Configure your EDR to alert when processes access .npmrc, .pypirc, .git-credentials, .aws/credentials, .docker/config.json, and .kube/config files. Tune alerts based on legitimate workflows—your IDE might need to read .git-credentials, but curl probably shouldn't.

Implement Network Egress Controls

Create allowlists for outbound connections from developer machines:

  • Known package registries (npmjs.org, pypi.org, specific internal registries)
  • Your Git hosting (github.com, gitlab.com, or your self-hosted instance)
  • Cloud provider APIs (*.amazonaws.com, *.azure.com, *.googleapis.com)

Block or alert on everything else. This creates friction when developers need to access new services, but it forces a decision about whether that connection should be allowed.

Segment Developer Networks

Don't place developer workstations on the same network segment as production infrastructure. QLNX's commands include lateral movement capabilities. If an attacker compromises a developer laptop, network segmentation limits their ability to pivot into your production environment.

Audit Existing Credential Exposure

Run this on your developer machines today:

find ~ -name ".npmrc" -o -name ".pypirc" -o -name ".git-credentials" -o -name "credentials"

For each file found, determine:

  • Is this credential still valid?
  • Where is it used?
  • Can we replace it with a credential manager or short-lived token?

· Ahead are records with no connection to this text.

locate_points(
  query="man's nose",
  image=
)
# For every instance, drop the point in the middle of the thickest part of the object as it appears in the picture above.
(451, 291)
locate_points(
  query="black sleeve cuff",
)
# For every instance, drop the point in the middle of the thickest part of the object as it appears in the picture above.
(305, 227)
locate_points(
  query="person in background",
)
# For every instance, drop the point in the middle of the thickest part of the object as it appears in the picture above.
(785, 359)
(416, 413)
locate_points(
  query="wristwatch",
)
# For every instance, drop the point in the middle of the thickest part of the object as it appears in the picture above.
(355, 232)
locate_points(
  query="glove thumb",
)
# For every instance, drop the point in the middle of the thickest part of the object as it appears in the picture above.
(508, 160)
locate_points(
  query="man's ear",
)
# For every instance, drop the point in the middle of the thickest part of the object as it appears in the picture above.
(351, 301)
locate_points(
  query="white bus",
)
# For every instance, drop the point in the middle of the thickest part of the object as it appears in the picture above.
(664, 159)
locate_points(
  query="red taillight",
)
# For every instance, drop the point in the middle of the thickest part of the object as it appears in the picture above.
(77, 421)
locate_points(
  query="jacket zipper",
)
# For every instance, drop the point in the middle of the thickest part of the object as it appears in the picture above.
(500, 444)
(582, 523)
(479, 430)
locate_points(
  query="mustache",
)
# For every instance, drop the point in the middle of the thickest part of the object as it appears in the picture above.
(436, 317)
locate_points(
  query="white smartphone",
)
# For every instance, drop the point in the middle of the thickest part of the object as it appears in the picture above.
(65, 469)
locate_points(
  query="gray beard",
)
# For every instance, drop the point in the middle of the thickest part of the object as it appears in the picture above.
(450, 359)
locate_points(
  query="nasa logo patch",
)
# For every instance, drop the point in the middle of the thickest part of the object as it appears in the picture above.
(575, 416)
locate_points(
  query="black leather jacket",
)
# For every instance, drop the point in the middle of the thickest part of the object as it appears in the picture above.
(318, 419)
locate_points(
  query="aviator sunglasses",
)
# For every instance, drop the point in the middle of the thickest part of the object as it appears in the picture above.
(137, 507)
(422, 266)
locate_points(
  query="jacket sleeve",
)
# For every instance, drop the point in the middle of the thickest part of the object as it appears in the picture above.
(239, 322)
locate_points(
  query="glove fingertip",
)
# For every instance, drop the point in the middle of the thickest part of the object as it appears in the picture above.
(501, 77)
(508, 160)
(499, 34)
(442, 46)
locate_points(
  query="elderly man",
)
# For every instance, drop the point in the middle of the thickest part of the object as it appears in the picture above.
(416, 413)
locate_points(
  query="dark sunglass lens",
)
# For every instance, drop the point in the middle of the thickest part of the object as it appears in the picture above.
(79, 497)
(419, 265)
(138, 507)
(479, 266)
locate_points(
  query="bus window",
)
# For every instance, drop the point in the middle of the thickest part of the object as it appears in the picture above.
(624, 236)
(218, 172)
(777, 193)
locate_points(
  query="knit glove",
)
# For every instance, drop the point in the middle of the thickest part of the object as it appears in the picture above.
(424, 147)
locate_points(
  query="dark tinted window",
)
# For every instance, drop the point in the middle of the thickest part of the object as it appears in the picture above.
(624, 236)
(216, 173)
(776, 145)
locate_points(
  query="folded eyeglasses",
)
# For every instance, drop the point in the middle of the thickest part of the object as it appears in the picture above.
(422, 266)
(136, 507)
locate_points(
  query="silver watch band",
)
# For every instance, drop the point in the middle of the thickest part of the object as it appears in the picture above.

Rotate any credentials you find in these files. Assume they're already compromised until you can prove otherwise.

Test Your Detection

Simulate credential exfiltration to verify your controls work. Copy a test .npmrc file to a developer machine and use curl to POST it to a test endpoint. Did your EDR alert? Did your network monitoring catch the outbound connection? If not, you have gaps to close.

The attacker who deployed QLNX is already testing your defenses. Ensure you test them first.